Transition


Sixième extinction, effondrement écologique, changements climatiques, catastrophes en série...

Où va-t-on ? Les expressions qui gravitent autour de l'écologie sont toujours controversées et soumises à interprétations. L'écologie scientifique n'est pas l'écologie politique, l'écologie profonde n'a rien à voir avec l'écodéveloppement, le développement durable a porté son cortège de débats, et dans cette histoire des idées la transition écologique n'échappe ni aux grands discours ni aux critiques.
J'ai beaucoup hésité à utiliser l'expression "transition écologique".  En quelques mots, j'ai pris acte de son occurrence, de sa notoriété actuelle, et sans adhérer au consensus je l'emprunte en tant que porte d'entrée. La porte ouvre la discussion et donne le champ libre à l'action, mais ne définit rien du contenu et la question demeure : quelle transition écologique ?
Transition écologique est synonyme de mouvement vers l'écologie. L'orientation est ainsi vaguement donnée, les interprétations se multiplient. Cela devient un sujet sociétal comme un autre, que l'on traite en surface, et chacun y va de son interprétation.
S'il y a mouvement [vers l'écologie], il est utile de se rappeler qu'il ne devrait pas nous éloigner davantage de notre nature [vers un progrès, une technologie, un plus, un futur]. Nous sommes par nature dans l'écologie, et tout ce qui nous coupe de la nature, n'est pas écologique. Idéalement, la transition devrait donc nous faire revenir à ce que nous sommes profondément.
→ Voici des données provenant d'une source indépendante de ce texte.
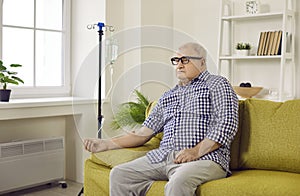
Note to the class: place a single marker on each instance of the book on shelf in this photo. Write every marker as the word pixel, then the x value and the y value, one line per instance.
pixel 269 43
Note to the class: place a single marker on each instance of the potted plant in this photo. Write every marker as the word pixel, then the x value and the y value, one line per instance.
pixel 243 49
pixel 7 77
pixel 131 114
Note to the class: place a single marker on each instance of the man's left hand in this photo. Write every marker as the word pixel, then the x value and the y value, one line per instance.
pixel 187 155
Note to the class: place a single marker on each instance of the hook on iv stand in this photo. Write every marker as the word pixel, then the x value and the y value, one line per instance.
pixel 100 25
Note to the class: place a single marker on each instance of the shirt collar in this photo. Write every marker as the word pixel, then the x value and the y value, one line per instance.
pixel 202 76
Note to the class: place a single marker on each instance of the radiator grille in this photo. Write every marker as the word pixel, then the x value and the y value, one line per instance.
pixel 30 147
pixel 11 150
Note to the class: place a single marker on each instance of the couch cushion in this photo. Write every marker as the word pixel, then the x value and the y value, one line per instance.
pixel 235 146
pixel 254 182
pixel 270 136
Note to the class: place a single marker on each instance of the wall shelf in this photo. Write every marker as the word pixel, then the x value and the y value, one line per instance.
pixel 247 27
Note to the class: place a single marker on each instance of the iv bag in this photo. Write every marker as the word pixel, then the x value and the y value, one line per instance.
pixel 111 50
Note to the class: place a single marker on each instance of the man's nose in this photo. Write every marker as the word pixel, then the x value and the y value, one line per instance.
pixel 179 65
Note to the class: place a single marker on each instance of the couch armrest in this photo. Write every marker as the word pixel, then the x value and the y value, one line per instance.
pixel 112 158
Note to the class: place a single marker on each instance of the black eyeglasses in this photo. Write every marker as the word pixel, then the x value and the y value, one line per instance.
pixel 183 59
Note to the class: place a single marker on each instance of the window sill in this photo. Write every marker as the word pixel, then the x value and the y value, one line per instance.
pixel 45 107
pixel 44 102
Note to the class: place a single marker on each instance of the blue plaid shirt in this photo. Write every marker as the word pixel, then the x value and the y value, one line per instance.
pixel 205 108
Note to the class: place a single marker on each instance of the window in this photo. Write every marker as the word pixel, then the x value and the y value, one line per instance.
pixel 34 33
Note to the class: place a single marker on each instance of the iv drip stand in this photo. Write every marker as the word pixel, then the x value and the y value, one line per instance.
pixel 100 116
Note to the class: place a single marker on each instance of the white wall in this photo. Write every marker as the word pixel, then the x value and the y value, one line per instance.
pixel 84 46
pixel 203 24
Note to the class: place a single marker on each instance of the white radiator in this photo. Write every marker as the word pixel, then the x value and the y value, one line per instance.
pixel 32 162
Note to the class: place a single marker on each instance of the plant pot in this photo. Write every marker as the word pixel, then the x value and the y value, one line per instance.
pixel 242 52
pixel 4 95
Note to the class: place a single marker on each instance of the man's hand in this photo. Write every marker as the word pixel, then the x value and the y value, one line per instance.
pixel 95 145
pixel 187 155
pixel 202 148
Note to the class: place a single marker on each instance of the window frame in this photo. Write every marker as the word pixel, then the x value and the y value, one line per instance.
pixel 48 91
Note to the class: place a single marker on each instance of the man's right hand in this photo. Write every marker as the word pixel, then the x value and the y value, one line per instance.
pixel 95 145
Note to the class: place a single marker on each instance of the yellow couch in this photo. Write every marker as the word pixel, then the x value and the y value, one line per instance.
pixel 265 155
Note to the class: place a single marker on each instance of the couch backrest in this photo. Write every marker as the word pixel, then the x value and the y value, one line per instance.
pixel 270 135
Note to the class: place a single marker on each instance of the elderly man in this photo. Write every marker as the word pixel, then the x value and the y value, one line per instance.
pixel 198 117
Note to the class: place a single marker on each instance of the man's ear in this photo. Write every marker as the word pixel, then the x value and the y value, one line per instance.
pixel 203 62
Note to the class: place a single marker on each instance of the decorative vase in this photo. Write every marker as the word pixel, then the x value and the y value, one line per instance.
pixel 4 95
pixel 242 52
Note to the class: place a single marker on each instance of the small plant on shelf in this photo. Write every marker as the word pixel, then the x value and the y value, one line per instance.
pixel 131 114
pixel 8 77
pixel 243 46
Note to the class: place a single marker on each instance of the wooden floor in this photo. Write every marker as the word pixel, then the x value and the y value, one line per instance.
pixel 54 189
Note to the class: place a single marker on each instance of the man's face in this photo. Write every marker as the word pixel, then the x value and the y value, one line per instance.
pixel 187 72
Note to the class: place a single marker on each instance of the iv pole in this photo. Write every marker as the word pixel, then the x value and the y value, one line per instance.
pixel 101 25
pixel 100 116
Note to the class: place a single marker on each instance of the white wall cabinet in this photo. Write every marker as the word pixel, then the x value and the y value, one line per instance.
pixel 238 26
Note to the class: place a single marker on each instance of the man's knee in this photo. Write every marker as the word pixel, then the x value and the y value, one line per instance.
pixel 116 174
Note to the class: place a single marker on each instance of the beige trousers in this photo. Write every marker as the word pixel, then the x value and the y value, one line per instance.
pixel 135 178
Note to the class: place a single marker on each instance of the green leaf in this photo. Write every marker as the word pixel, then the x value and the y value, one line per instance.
pixel 2 68
pixel 141 98
pixel 131 113
pixel 12 72
pixel 9 80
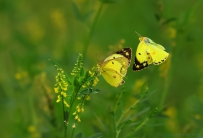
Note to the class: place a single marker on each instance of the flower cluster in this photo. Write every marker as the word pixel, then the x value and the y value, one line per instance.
pixel 61 86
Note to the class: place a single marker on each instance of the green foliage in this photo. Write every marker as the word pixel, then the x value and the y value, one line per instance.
pixel 34 31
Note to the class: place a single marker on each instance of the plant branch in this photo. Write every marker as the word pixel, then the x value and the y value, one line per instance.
pixel 91 30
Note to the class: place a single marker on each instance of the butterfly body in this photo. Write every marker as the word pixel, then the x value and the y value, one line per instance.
pixel 114 67
pixel 148 52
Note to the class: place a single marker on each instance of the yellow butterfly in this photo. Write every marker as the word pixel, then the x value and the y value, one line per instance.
pixel 148 52
pixel 114 67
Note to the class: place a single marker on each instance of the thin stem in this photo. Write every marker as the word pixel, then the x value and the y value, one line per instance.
pixel 64 118
pixel 78 115
pixel 126 112
pixel 91 30
pixel 165 91
pixel 138 127
pixel 72 132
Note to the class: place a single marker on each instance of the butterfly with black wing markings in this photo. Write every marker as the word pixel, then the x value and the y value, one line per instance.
pixel 148 52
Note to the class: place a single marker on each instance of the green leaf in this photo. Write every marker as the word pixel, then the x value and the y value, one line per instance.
pixel 111 1
pixel 97 135
pixel 79 135
pixel 101 123
pixel 88 91
pixel 76 11
pixel 54 63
Si l'on comprend sa place dans la coévolution des êtres vivants, comment peut-on envisager de hiérarchiser le vivant, ou d'adopter une vision anthropocentrée utilitariste ?

Comment y va-t-on ? Notre bain culturel [cloisonnement, délégation, hyperspécialisation, amélioration continue, etc.] facilite la diffusion et la commercialisation massive de l'idée de progrès comme horizon. L'injonction est forte dès le plus jeune âge, on doit croire au progrès, faire des progrès. Rien dans la nature ne suit ce principe. Ce n'est pas un principe écologique, contrairement à la coévolution, qui embrasse l'ensemble du vivant [où tout est interdépendant] dans un mouvement de vie, dans le présent. Une majorité d'occidentaux consomme le progrès et se soumet aux indicateurs vers toujours plus d'accumulation, de concentration, d'inégalités, d'insatisfaction. Dans ces conditions, la transition écologique est souvent présentée comme un progrès et un effort de plus à faire. Les petits pas nous invitent à une série d'écogestes, niveau par niveau, dans une douce continuité, sans rien bouleverser, sans remise en question. Cela fait bon ménage avec notre système global de management, notre inertie, notre flemme aussi, le prolongement d'affaires et d'habitudes. Le logiciel est bien installé. Tant de gens ne font que regarder, parfois avec une sincère compassion, vers les jeunes générations, en espérant qu'ils se dépatouilleront.

Certes, il faut y aller chacun à son rythme, chacun selon ses moyens. Serait-ce trop demander, d'y aller avec sincérité ?

Une cellule qui ignore son organisme dégénère et/ou altère l'harmonie. Il n'est pas question d'être meilleur demain, ou de gagner en performance environnementale. Il s'agit concrètement d'identifier au présent, tout ce qui représente une pollution [cela peut-être une idée, un comportement, un objet], d'évaluer avec sincérité notre degré de dépendance, et de s'en détacher si possible. Il n'y a ni comparaison, ni compétition à faire. La transition écologique ne devrait imposer rien d'autre qu'un travail sincère sur soi-même. Sans remettre à plus tard, nous devrions être responsables de ce qui est dans nos mains et avoir confiance en la vie.

Intime et universel ? On peut toujours évaluer, s'autoévaluer, se donner des objectifs chiffrés et réalisables. On peut toujours coconstruire des actions collectives, et opérer des changements d'échelles. En définitive, aucun collectif ne tient dans le temps si ses membres ne travaillent pas d'abord sur eux-mêmes. Et cette expérience individuelle, libre, idéalement sans but, n'est peut-être qu'une recherche de dignité.
Quand on s'adresse à l'autre, à un collectif, les petits pas sont une politesse, une manière de laisser des options, du temps.
Les transitions individuelles, profondes et intimes, et les transitions collectives doivent coévoluer et nourrir la vie, pour l'empreinte écologique légère d'un être, pour une communauté humaine en paix avec l'univers.